# Suggested makes for JU88 & Lancaster kits



## FowellBox (Oct 30, 2020)

I would like to make 1/72 models of Wittgensteins' JU88 in July 1942 and a 207 Squadron RAF Mk 1 Lancaster from the same period. 
I started another thread on the subject of these aircraft elsewhere on this excellent site.
Can anyone recommend suitable kits to make these aircraft?
Brian


----------



## Airframes (Oct 30, 2020)

Not sure about the Ju88. as 1/72nd is not a scale I normally work in. However, for the Lancaster, I would suggest that the best option would be the current Airfix kit ( not to be confused with their 1980s release, which is still fairly good, or the even earlier, extremely vintage, 1950s kit).

Reactions: Like Like:
1 | Like List reactions


----------



## FowellBox (Oct 30, 2020)

Thanks for the reply and the suggestion. I rather like the JU88 in 1/48 scale but a Lancaster in the same scale would be quite large. Does anyone do a Lancaster in1/48 scale?
Brian


----------



## Crimea_River (Oct 30, 2020)

Hi Brian. I think the only company making a 1/48 Lancaster right now is Tamiya but I have heard there are inaccuracies with the kit. Google "Tamiya Lancaster reviews" and you should get some useful info. It's also quite pricey I believe.

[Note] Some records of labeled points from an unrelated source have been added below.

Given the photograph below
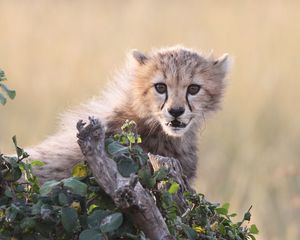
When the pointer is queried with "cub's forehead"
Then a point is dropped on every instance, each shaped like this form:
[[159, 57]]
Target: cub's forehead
[[178, 64]]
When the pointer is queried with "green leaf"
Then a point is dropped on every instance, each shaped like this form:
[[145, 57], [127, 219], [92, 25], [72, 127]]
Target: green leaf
[[2, 99], [252, 237], [146, 178], [80, 170], [47, 187], [37, 163], [75, 186], [161, 174], [116, 148], [174, 188], [189, 232], [223, 210], [253, 229], [90, 234], [11, 93], [126, 166], [27, 223], [8, 193], [95, 219], [11, 213], [69, 219], [111, 222], [36, 208], [63, 199]]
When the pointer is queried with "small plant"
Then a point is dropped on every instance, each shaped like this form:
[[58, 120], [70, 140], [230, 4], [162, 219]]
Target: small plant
[[77, 208]]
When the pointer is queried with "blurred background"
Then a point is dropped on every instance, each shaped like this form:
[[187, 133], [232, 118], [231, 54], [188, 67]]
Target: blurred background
[[58, 54]]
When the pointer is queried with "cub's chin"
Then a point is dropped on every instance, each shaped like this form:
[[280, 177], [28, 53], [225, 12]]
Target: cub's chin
[[175, 128]]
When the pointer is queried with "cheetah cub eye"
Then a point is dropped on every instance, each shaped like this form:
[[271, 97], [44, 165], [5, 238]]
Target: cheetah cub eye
[[160, 88], [193, 89]]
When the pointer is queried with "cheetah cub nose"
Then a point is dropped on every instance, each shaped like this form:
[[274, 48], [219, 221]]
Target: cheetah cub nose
[[176, 112]]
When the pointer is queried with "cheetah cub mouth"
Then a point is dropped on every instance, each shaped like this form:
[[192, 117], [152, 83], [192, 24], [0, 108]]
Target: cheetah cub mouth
[[176, 124]]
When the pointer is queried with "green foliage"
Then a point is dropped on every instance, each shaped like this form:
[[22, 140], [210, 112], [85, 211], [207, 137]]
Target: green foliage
[[77, 207], [10, 93]]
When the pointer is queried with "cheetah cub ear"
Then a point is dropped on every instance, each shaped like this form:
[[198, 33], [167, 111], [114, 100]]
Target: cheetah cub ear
[[139, 57], [222, 65]]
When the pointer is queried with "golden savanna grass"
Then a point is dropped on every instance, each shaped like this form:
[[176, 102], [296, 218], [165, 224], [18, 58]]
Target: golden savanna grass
[[59, 53]]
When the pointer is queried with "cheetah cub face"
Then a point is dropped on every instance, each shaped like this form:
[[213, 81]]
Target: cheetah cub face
[[177, 87]]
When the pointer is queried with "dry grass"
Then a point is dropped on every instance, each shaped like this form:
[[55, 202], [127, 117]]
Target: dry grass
[[59, 53]]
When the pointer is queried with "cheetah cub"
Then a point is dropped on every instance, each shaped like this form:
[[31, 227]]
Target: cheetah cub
[[167, 93]]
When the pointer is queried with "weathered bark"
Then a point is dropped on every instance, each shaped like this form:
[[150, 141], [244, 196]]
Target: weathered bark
[[127, 193]]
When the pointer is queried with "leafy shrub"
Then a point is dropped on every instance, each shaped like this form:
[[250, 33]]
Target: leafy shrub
[[77, 207]]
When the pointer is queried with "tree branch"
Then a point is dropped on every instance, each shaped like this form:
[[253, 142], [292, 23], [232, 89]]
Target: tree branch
[[127, 193]]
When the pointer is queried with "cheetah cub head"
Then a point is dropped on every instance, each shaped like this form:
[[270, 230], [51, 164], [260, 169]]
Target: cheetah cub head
[[176, 87]]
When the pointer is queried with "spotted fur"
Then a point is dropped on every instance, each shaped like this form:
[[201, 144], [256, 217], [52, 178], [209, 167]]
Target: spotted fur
[[132, 95]]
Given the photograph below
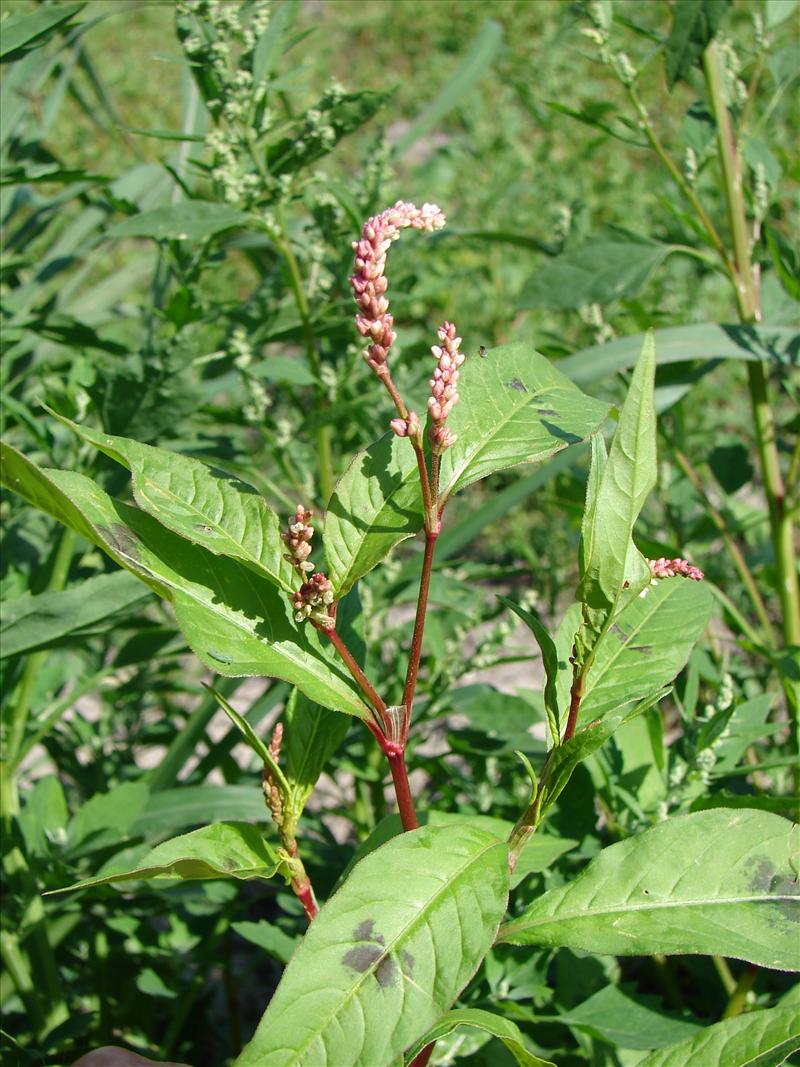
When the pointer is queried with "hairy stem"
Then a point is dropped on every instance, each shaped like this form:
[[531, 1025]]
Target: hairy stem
[[576, 694]]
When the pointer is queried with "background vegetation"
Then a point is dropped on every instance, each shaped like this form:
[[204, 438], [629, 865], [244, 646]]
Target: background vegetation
[[235, 344]]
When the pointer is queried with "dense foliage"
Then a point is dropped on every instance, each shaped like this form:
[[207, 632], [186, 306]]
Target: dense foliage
[[602, 752]]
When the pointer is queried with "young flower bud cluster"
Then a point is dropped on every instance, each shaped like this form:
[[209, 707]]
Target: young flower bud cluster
[[369, 282], [298, 539], [269, 785], [313, 599], [444, 386], [671, 568]]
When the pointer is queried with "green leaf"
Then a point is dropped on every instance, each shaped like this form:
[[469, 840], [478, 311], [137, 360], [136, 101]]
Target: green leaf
[[611, 266], [270, 45], [310, 737], [514, 408], [44, 817], [220, 850], [68, 615], [549, 662], [28, 31], [645, 648], [541, 851], [700, 341], [507, 1031], [626, 1021], [694, 22], [272, 939], [718, 881], [342, 114], [762, 1038], [237, 622], [188, 221], [211, 509], [388, 954], [612, 569], [451, 95]]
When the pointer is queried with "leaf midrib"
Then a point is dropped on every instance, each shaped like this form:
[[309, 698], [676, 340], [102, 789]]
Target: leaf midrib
[[405, 930]]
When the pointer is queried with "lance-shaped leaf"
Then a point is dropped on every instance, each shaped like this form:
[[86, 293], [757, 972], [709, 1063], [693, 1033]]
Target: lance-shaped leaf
[[388, 954], [719, 881], [756, 1039], [376, 505], [505, 1030], [220, 850], [514, 407], [224, 514], [237, 622], [190, 221]]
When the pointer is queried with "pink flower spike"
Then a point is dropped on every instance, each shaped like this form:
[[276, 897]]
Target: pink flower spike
[[444, 386], [369, 282], [672, 568]]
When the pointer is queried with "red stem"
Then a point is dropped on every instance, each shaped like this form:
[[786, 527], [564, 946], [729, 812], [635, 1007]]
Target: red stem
[[402, 790], [416, 641]]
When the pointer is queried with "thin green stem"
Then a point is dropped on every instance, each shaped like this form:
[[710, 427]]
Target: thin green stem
[[737, 998], [324, 455], [360, 678], [16, 966]]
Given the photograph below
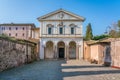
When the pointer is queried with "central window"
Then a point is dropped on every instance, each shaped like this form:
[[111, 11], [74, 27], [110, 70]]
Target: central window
[[61, 30], [49, 30]]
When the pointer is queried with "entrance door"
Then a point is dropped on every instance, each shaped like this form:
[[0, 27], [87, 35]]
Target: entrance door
[[61, 52]]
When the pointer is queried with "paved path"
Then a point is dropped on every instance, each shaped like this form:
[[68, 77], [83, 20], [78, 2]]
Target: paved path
[[61, 70]]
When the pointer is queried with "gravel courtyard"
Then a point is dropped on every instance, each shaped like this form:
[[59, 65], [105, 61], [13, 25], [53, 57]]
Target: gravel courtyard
[[61, 70]]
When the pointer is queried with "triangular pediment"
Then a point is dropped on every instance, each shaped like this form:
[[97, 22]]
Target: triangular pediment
[[61, 15]]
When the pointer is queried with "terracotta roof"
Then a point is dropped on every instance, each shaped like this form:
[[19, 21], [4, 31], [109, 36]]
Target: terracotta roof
[[18, 24], [61, 10], [105, 40], [35, 28]]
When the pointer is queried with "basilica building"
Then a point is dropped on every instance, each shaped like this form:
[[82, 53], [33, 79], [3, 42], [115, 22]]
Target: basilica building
[[61, 35]]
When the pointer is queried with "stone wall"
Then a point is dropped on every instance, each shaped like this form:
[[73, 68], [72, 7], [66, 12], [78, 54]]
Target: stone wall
[[15, 53], [115, 53]]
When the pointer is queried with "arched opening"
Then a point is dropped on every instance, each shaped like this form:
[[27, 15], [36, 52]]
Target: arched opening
[[49, 52], [61, 49], [72, 50]]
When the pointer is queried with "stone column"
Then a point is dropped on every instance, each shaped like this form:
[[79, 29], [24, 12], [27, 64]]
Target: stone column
[[77, 52], [44, 52], [55, 52], [67, 52]]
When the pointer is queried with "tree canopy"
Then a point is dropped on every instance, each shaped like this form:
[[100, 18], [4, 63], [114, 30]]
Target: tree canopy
[[89, 34]]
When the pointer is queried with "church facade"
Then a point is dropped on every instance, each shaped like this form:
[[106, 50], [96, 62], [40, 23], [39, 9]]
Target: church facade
[[61, 35]]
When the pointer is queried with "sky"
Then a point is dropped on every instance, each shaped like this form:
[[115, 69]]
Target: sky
[[100, 13]]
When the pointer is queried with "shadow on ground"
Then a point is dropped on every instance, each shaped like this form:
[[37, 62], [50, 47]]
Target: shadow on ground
[[51, 70]]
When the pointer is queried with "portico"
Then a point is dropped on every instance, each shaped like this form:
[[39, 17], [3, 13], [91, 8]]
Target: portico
[[61, 35]]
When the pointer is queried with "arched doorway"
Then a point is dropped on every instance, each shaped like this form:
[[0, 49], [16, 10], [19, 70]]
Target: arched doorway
[[61, 49], [72, 50], [49, 52]]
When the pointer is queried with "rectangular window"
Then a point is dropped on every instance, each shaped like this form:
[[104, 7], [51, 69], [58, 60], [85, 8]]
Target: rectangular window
[[61, 30], [49, 30], [72, 30]]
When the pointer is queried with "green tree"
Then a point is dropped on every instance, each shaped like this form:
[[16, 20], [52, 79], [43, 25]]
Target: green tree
[[98, 37], [118, 24], [89, 34]]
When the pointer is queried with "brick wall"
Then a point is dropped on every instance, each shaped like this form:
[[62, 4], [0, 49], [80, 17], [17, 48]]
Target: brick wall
[[13, 54], [115, 53]]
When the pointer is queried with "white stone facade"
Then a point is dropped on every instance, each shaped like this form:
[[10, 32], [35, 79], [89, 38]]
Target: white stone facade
[[64, 43]]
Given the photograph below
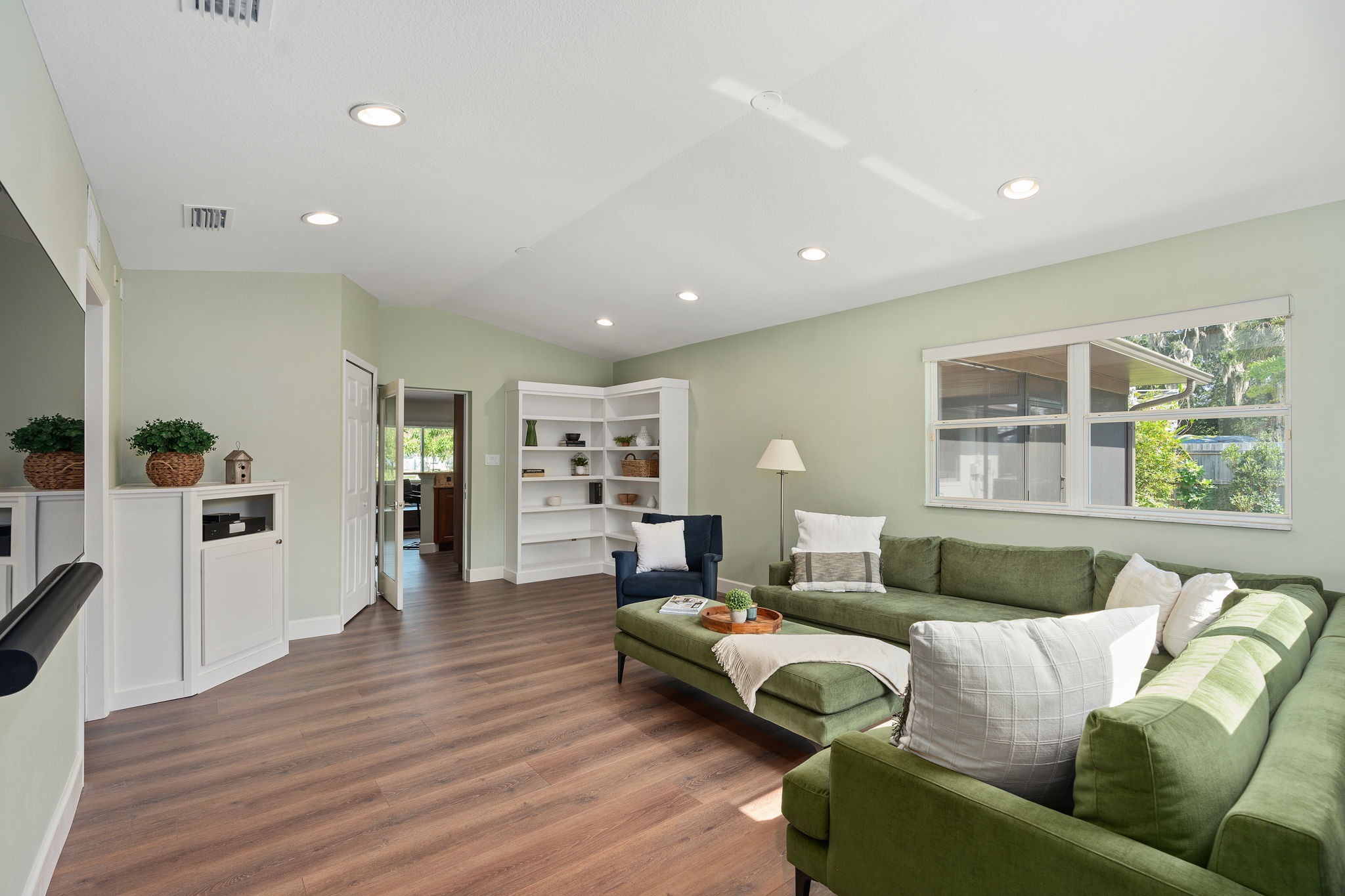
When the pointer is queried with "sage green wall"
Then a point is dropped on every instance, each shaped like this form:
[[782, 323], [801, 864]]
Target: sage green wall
[[256, 359], [358, 323], [432, 349], [41, 731], [848, 389]]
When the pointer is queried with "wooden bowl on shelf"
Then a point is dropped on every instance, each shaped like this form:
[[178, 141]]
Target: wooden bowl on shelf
[[717, 620]]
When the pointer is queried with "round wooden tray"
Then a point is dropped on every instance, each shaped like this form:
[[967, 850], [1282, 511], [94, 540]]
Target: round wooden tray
[[717, 620]]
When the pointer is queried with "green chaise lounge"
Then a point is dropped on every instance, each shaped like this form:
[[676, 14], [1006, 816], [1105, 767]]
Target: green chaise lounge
[[1224, 775]]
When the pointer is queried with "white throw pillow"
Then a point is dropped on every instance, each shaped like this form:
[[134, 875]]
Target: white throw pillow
[[833, 534], [659, 545], [1005, 702], [1201, 602], [1143, 585]]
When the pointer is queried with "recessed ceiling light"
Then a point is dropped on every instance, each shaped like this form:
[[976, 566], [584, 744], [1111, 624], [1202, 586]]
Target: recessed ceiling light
[[377, 114], [1020, 188]]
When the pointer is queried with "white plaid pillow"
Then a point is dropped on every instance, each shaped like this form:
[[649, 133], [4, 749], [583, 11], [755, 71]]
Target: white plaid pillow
[[1005, 702]]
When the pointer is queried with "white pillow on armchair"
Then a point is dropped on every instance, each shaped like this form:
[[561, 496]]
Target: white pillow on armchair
[[659, 545]]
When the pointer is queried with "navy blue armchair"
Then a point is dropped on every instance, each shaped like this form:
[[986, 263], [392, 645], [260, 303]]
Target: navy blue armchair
[[704, 538]]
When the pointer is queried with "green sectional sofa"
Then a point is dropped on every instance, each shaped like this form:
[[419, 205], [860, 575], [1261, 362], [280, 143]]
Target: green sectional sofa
[[1225, 774]]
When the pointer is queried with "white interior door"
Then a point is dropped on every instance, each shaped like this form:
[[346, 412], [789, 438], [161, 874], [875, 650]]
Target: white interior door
[[358, 498], [391, 421]]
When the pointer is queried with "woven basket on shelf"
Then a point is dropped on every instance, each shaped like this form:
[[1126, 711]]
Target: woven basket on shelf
[[175, 469], [643, 469], [54, 471]]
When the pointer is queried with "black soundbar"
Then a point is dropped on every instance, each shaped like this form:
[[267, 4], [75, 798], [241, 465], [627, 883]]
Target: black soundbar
[[32, 630]]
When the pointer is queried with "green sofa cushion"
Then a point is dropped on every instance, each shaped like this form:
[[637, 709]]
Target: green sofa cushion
[[817, 727], [806, 796], [1166, 766], [884, 616], [911, 563], [1057, 581], [1109, 566], [1281, 630], [821, 687], [1334, 626], [1308, 602], [1286, 833], [1156, 664]]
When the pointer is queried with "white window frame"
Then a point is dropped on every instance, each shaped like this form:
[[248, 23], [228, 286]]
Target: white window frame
[[1079, 417], [423, 427]]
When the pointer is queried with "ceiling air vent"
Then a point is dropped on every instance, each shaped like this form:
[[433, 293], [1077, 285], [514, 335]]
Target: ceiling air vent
[[248, 12], [208, 218]]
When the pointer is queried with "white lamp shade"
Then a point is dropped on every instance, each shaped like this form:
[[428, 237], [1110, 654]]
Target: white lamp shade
[[780, 454]]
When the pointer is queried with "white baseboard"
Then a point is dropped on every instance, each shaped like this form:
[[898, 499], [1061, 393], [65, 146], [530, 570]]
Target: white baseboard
[[57, 832], [483, 574], [314, 626], [147, 695]]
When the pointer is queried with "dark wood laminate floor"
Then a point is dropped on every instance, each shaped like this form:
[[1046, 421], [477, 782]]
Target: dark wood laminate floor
[[475, 743]]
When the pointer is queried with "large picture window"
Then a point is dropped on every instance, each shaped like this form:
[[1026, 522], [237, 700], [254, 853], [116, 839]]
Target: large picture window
[[1179, 417]]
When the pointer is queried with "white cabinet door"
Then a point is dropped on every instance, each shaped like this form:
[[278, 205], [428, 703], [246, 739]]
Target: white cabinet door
[[242, 590]]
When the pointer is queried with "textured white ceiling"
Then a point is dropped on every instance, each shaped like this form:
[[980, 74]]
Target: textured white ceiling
[[613, 137]]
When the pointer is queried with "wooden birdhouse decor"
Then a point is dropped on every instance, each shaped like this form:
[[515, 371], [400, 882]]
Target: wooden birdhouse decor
[[238, 465]]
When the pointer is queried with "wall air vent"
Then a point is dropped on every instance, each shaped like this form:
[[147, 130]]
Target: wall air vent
[[246, 12], [208, 218]]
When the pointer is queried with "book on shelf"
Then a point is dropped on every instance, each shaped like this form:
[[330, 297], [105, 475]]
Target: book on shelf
[[684, 606]]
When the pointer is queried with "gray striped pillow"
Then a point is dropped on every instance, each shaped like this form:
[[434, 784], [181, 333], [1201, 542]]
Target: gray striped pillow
[[849, 571]]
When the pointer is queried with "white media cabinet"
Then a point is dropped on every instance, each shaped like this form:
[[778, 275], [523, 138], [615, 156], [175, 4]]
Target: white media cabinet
[[577, 538], [191, 614], [46, 528]]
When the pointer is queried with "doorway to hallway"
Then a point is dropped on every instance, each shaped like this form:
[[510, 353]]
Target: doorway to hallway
[[433, 464]]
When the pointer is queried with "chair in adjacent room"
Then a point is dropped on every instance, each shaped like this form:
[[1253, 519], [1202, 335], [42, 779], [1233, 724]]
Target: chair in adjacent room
[[704, 538]]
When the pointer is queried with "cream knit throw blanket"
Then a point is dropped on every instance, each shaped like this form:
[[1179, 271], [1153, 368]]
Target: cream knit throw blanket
[[751, 658]]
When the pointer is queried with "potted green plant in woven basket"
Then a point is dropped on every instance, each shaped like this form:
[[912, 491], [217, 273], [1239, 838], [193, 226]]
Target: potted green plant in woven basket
[[54, 446], [738, 602], [177, 450]]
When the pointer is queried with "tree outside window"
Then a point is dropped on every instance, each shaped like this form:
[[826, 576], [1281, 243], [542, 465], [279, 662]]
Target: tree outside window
[[427, 449]]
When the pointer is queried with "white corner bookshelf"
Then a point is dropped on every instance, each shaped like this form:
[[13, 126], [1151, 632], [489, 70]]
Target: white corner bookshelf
[[577, 536]]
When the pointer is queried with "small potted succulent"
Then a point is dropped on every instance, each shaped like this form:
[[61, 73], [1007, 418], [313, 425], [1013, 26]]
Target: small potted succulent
[[54, 446], [177, 450], [738, 602]]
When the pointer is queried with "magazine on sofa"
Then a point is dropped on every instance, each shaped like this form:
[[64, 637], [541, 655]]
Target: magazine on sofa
[[684, 606]]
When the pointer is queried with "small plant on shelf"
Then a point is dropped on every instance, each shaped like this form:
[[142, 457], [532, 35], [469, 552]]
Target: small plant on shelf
[[738, 602], [54, 446], [177, 450]]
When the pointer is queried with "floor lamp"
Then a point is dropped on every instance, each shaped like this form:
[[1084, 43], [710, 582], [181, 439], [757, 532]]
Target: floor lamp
[[782, 457]]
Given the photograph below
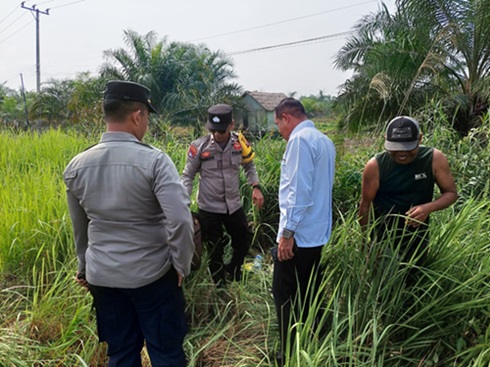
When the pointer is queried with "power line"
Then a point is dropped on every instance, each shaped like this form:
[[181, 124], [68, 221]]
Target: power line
[[61, 6], [296, 43], [9, 14], [283, 21], [7, 27], [36, 12]]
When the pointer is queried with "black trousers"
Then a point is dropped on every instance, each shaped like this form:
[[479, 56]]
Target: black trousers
[[154, 313], [213, 228], [295, 282]]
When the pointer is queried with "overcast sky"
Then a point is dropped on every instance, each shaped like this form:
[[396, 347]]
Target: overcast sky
[[76, 32]]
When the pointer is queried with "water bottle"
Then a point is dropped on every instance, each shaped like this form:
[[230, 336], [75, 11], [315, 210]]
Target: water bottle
[[257, 265]]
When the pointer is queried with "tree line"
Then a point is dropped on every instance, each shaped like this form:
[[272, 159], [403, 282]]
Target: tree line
[[426, 55]]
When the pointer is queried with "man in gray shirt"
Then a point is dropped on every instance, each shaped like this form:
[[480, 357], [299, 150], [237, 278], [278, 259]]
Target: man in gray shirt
[[133, 234]]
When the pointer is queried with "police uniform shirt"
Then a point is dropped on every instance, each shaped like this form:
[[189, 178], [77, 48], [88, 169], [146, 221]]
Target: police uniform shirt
[[130, 213], [219, 173]]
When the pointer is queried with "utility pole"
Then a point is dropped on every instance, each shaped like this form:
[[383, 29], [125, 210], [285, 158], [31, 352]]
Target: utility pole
[[36, 13]]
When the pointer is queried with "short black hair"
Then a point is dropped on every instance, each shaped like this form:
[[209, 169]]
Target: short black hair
[[117, 110], [291, 106]]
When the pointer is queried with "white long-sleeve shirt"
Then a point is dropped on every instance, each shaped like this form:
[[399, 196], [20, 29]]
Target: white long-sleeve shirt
[[305, 189]]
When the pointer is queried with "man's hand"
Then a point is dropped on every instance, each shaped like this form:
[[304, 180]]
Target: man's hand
[[417, 215], [180, 279], [257, 198], [285, 249], [80, 279]]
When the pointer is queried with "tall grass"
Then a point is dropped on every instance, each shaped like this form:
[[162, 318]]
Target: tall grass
[[364, 314]]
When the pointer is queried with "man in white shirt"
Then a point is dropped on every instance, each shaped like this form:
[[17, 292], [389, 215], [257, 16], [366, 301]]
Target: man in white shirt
[[305, 204]]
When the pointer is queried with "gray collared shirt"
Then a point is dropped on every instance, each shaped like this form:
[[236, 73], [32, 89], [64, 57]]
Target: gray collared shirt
[[130, 213], [219, 174]]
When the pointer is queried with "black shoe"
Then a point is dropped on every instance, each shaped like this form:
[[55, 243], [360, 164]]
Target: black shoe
[[278, 358], [235, 272]]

As for 1/72 Ju88C-6. I know that Hasegawa does one Junkers Ju88C-6 'Nachtjagdgeschwader', Hasegawa 00852 (2007).
Tamiya as well but I think this is a rebox of an Italeri kit: Junkers Ju88 C-6 Heavy Fighter, Tamiya 60777 (2007)

In 1/48, ICM have recently released one which I hear is nice
I have built a G-6 done by Dragon which is pretty nice as well. They did a C-6 also which Revell have reboxed.

So lots to chose from.

Reactions: Like Like:
1 | Like List reactions


----------



## Crimea_River (Oct 30, 2020)

Forgot to mention that, if accuracy is important to you, you'll need to be careful with the radar antennae selection as there were a couple of installations that were used. I would need to read more on this before advising.

Reactions: Like Like:
1 | Like List reactions


----------



## Airframes (Oct 30, 2020)

I agree with Andy re the Tamiya 1/48th scale Lanc.
The kit is nearly fifty years old and, although very good for it's time, it is fairly basic by today's standards, and inaccurate in some areas, although a nice model can still be made "out of the box". As mentioned, it's also quite expensive, for what's on offer, even on the second-hand market, and yes, it's big, with a wingspan in excess of two feet, one of the reasons I haven't built mine yet (although I have started on the corrections needed), as I need to clear an area for display !
A new, accurate, detailed Lanc in 1/48th scale is long overdue.


----------



## FowellBox (Oct 31, 2020)

Ok, many thanks for the advice; I may stick with 1/72.
Brian


----------